Las edades de Grien, postales de Sevilla, la sexta de Beethoven: entre tales estímulos discurre la tarde. Tarde de domingo sosegada, tediosa como deben de ser dichas tardes. He escuchado a Neruda recitar una vez más las "Alturas de Macchu Pichu", a un divulgador exponer un resumen de "El nacimiento de la tragedia", de Nietzsche. He leido un capítulo de la Atenas de Pericles, de Bowra, una reseña sobre Hegel en una breve historia de la filosofía. Me falta tiempo para leer, para releer, para empaparme de todo ese conocimiento que infunde en el hombre una dimensión extraña, tal vez esa clarividencia que le proporciona temporalmente una razón de ser. Tengo en mi biblioteca una lista inagotable de títulos por leer. Para quien una vez ha saboreado los deleites del espíritu, la lectura se impone como una necesidad. El libro se ha convertido en un amigo, y un amigo siempre es de agradecer en un tiempo en que ya no le quedan al hombre amigos.
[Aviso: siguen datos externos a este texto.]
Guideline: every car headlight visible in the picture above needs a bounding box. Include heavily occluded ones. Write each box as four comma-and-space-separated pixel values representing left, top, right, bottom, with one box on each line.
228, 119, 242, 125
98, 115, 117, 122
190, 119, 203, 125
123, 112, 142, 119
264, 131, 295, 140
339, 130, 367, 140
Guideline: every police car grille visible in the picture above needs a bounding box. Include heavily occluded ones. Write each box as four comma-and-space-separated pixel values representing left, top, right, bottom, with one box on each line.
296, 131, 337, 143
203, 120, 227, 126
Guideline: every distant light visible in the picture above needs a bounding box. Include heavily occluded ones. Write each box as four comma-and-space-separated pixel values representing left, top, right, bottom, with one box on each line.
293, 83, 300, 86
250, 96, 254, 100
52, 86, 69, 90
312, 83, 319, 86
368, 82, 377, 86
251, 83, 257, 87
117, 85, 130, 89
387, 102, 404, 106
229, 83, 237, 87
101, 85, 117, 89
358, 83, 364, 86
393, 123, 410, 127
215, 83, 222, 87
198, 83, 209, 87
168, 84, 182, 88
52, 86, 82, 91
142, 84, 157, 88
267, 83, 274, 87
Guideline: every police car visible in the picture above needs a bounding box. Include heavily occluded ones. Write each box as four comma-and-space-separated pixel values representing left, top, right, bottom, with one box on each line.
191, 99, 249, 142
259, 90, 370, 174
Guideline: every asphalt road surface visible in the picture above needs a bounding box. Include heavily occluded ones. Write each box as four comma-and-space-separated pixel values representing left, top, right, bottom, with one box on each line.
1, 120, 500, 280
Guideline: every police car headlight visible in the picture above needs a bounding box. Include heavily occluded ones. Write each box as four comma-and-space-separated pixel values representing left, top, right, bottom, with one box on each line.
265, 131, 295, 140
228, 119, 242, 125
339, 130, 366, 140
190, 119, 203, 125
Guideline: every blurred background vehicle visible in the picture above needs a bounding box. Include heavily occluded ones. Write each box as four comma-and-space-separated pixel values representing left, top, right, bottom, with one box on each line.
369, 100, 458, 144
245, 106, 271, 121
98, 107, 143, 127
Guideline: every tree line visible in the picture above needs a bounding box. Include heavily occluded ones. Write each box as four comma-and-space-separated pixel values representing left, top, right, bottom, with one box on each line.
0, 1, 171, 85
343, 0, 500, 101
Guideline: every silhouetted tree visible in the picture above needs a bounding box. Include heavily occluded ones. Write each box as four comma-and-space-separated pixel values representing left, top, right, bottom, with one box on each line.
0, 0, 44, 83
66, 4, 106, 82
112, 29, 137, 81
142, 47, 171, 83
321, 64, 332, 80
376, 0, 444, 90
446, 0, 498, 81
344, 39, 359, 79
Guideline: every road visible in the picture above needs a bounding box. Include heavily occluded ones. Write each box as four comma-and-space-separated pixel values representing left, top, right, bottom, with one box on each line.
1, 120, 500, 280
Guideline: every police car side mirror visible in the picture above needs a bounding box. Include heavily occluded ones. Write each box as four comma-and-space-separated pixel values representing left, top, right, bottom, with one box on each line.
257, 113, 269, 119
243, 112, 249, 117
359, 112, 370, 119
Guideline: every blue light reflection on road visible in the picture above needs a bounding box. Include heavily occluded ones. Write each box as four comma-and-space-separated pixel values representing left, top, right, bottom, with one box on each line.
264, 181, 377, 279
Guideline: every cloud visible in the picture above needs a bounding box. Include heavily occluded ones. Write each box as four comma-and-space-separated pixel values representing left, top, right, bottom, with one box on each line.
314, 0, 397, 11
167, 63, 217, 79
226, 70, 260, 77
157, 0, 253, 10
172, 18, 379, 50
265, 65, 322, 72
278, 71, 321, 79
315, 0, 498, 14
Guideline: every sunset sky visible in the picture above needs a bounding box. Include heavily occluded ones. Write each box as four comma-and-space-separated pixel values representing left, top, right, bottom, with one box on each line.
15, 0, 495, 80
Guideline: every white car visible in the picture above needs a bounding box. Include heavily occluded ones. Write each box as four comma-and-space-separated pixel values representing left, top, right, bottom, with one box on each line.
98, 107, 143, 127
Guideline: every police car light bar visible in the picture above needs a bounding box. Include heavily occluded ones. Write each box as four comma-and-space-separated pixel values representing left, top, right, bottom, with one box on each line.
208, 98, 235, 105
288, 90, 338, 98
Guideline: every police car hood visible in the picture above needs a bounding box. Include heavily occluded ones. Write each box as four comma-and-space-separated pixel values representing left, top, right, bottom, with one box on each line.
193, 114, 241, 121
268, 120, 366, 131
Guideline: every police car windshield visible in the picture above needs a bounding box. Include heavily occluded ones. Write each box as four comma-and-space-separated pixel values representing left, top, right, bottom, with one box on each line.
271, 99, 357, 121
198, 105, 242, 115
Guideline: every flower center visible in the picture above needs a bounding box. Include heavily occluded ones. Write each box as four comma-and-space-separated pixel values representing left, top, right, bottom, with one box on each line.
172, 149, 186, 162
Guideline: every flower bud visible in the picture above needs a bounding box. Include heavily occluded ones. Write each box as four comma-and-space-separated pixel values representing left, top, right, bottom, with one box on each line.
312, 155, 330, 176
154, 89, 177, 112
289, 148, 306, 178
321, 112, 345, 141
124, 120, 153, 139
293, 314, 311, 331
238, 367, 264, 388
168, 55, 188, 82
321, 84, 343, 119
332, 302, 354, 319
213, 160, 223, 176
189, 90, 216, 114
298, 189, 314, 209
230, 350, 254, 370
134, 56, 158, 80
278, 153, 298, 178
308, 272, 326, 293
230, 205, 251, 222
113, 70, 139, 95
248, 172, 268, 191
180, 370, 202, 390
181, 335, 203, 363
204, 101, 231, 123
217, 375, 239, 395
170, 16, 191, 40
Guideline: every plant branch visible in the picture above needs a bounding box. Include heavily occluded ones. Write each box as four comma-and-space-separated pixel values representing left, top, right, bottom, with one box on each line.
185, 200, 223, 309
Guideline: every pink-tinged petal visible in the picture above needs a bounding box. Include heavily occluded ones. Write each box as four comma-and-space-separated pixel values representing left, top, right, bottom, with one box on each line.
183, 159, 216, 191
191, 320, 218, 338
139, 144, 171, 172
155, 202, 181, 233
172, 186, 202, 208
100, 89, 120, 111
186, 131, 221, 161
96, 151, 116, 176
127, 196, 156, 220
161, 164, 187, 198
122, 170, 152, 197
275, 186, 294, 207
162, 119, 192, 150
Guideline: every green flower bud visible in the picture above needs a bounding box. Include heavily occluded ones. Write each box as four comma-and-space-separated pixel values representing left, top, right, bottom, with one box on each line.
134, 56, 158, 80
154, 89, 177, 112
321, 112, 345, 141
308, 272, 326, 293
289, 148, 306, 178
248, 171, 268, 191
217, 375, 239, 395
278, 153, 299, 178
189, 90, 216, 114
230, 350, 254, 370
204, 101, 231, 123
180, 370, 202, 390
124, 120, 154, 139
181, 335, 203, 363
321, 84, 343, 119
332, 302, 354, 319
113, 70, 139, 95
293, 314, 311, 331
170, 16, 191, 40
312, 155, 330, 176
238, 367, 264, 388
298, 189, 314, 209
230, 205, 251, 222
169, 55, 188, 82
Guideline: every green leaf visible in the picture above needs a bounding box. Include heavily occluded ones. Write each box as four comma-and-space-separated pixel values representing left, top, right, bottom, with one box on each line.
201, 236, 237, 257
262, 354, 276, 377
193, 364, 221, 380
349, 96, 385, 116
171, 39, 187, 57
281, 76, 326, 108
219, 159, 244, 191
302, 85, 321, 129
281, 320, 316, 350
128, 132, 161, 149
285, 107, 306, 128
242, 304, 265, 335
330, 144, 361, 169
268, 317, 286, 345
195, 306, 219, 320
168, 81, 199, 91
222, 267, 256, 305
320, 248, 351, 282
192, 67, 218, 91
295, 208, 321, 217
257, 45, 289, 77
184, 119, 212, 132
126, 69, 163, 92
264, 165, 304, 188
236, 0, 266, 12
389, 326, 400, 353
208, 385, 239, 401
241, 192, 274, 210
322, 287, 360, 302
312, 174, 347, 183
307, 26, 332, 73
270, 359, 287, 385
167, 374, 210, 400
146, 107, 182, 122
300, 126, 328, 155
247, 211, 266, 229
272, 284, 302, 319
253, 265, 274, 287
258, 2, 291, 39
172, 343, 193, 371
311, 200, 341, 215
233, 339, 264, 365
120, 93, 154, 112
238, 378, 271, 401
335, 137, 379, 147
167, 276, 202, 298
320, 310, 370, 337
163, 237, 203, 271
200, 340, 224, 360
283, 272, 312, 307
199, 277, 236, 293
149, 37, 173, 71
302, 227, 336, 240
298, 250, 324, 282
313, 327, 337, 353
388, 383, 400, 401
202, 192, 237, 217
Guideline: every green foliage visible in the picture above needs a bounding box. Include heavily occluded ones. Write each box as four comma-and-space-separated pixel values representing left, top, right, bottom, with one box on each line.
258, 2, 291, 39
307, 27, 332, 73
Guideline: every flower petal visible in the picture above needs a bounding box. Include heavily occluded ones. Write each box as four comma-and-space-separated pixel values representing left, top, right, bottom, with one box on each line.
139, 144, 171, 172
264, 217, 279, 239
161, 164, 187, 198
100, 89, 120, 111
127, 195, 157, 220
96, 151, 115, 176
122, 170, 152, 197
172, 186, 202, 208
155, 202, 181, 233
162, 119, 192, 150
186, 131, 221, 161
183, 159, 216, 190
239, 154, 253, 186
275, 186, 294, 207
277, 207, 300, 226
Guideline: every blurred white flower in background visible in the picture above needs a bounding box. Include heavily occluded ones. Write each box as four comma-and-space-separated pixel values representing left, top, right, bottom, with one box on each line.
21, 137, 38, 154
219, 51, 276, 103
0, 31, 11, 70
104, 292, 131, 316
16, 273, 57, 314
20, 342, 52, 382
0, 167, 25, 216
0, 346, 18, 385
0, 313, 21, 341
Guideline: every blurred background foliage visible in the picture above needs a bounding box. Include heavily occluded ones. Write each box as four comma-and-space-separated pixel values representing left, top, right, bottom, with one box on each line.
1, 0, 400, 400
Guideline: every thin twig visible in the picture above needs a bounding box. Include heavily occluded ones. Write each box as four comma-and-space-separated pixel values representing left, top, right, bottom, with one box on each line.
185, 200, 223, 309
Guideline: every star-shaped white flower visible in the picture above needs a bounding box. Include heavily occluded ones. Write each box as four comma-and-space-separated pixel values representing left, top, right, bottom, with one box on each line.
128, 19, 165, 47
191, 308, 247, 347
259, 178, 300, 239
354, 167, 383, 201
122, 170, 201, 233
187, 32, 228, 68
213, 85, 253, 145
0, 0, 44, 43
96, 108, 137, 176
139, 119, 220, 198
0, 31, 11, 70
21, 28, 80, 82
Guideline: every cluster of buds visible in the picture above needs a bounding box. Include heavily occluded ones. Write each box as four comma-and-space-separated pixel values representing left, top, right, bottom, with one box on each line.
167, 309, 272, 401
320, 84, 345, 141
El sombrero sobre la silla me convence de que los pasados viajes no han sido baldíos; puede extraerse de ellos una experiencia positiva que equilibre la balanza del existir. Frente a los tragos amargos y los momentos malgastados, siempre queda un remanente que nos concilie con la vida, que nos recuerde que un poso consistente de vivencia llenó las alacenas del tiempo, sirviéndonos de referencia a su pasar, aunque de
éste, de su fatídica esencia no podamos finalmente escapar. El sombrero siempre corona a ese hombre frívolo, aquel que temporalmente escapa de sus obligaciones y se transforma en ese vago ser literario que se reconoce el espejo evocador de un romántico del siglo XIX, quien abordo del cómodo coche de postas recorre los paisajes más inverosímiles.
Sobre los estantes de la biblioteca se distribuyen los más heterogéneos souvenirs, riñendo el espacio con los libros y testigos elocuentes de esos periplos: viejas fotografías, postales, pequeñas efigies de los grandes poetas, globos terrestres, juguetes. En un rincón, una postal de Gustavo Adolfo Bécquer, que reproduce el retrato que le hizo su hermano Valeriano. Creí que concluida mi novela anecdótica sobre el poeta, su recuerdo se alejaría de la inmediata cotidianidad, pero allá donde voy(Madrid, Toledo, Sevilla) siempre me tropiezo con esa memoria envolvente del poeta.